I Can’t Remember Your Name Either

Elizabeth and I collect pins. I brought some back for her from TNNA. 

We had a good laugh over this one.  There should be an app for remembering names.  A hidden microphone or something to record names when you meet new people.  Personally I’m great with faces, names go out of my head.  I need to find a way to retain names better.  If anyone has a trick that works, please let me know!

Elizabeth hasn’t worked on her swatch for Rosalia since we last met.  The bottom half of the swatch was a #4 needle, above the straight line she tried a #5 needle.  Her gauge was still really tight.  She’s going to tried a #7 next.

Today while looking over the pattern she realized that the sweater is knit in the round.  She’s been knitting the swatch flat.  I also wondered about washing and blocking the swatch.  Needless to say she’s got her homework to do. The timing is right to work on the sweater; if she works on it this summer, she can wear it this fall.
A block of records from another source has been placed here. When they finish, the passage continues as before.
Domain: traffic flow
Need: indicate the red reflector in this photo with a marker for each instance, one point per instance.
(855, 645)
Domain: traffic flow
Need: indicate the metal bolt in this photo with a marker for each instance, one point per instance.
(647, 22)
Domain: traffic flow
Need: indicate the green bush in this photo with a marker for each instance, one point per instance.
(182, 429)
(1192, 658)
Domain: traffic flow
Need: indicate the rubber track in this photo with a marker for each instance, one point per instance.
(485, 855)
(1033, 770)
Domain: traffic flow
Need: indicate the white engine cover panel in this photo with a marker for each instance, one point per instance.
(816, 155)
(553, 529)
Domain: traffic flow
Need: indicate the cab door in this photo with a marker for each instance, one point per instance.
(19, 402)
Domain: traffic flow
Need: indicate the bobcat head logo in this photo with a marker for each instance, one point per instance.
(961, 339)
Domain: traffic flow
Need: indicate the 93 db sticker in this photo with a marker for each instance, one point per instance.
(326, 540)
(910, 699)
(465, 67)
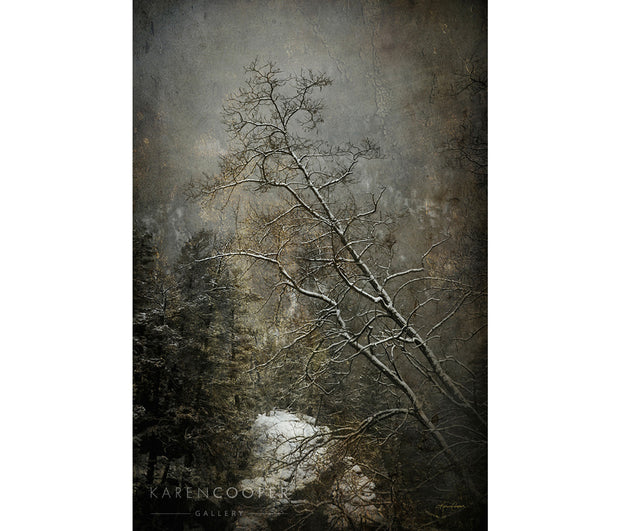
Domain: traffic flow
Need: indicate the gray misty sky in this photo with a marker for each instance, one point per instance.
(396, 67)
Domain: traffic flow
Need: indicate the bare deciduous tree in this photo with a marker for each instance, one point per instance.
(334, 248)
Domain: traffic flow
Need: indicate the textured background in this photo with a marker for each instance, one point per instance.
(398, 69)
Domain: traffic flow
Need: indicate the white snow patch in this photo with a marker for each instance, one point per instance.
(289, 452)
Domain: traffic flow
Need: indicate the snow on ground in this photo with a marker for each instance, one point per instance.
(289, 452)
 Eleanor had a few projects with her.  She started the Keene Toddler Vest for her grandson who is going to be in a wedding. She’s knitting it with Creative Focus Linen (Worsted: 50% Cotton, 50% Linen, 220 yards).  She’s right on with gauge, however she doesn’t like how uneven the knitting looks (because it’s cotton/linen).

Lately I’ve been using a smaller needle for my purl row to get gauge.  I picked up that tip from a class with Melissa Leapman. This helps negate the random acts of loose stitches that happen in stockinette.  The purl row is slightly looser than the knit row. 

Eleanor is going to rip back to the ribbing and begin using a needle one size smaller (than the needle she got gauge with) to work the purl row.

She picked up 4 skeins of Cephalopod Traveller (DK: 100% Merino, 280 yards) at the Westport Yarns Trunk Show last week.  This color is so rich and gorgeous!  She’s knitting the Easy Folded Poncho.

On a side note, Eleanor and I were talking about sweaters we knit that ended up too big (for whatever reason).  I told her that I put a sweater coat I knit in the washer to shrink/felt.  It worked like a charm for me.  Eleanor tried it and it worked for her too. This is definitely a “buyer beware” kind of tale though.  It can become unwearable.

She finished the knitting of her Knit, Swirl Jacket. We pinned it together so she could try it on.  The sleeves are just a wee bit long, so she won’t wet block the sleeves.  She will wet block the rest of the sweater to get it to the finished measurements.

Mary finished the back of her Kersti Baby Cardigan knit with Koigu Kersti Merino Crepe (DK: 100% Merino, 114 yards). I love how this yarn knits up.

Her swatch was right on for the Debbie Bliss Boat Neck Sweater knit Cashermino Aran (Aran:

55% Merino, 33% Microfiber,12% Cashmere, 98 yards).
Linda came in singing “Give me one more chance”.  She got off pattern in her Basketweave baby blanket while watching Bones and 24.  They were particularly exciting episodes. Not a big issue, we just took it back a few rows to get back on track. The yarn is Cascade 128 Superwash (Bulky: 100% Superwash Merino, 128 yards).

I don’t know how this came up in conversation, Linda told us that the CEO of Levi Strauss does dont wash his jeans.  Nor does Tommy Hilfiger. Here is a link to the article 

Here is an excerpt from the article:


In 2011, Levis Strauss introduced a stone-washed denim brand smoothed with rocks but no water, its cleaning instructions urging customers to wash their jeans rarely, if at all, and put them in the freezer instead.

Freeze cleaning doesn’t remove dirt or dust, and certainly does not remove stains, but it does kill the germs that cause jeans to smell.

Levis advises customers to put jeans in a plastic, zip-lock bag and put them in the freezer for 24 hours.

And according to a student-professor team that tested a pair of jeans at the University of Alberta, wearing raw denim jeans for 15 months without washing them does not pose any health risks.

Josh Le, 20, bought a pair of Nudie Jeans in 2009 and wore them nearly every day, even sleeping in them for a month and spilled food on them (wiped off with a paper towel).

But when Mr Le and assistant human ecology professor Rachel McQueen swabbed the inside of the jeans and tested them for bacteria 15 months later, they found levels to be normal.

Mr Le then washed the jeans, wore them for 13 days, and re-tested them. The bacteria levels were nearly identical.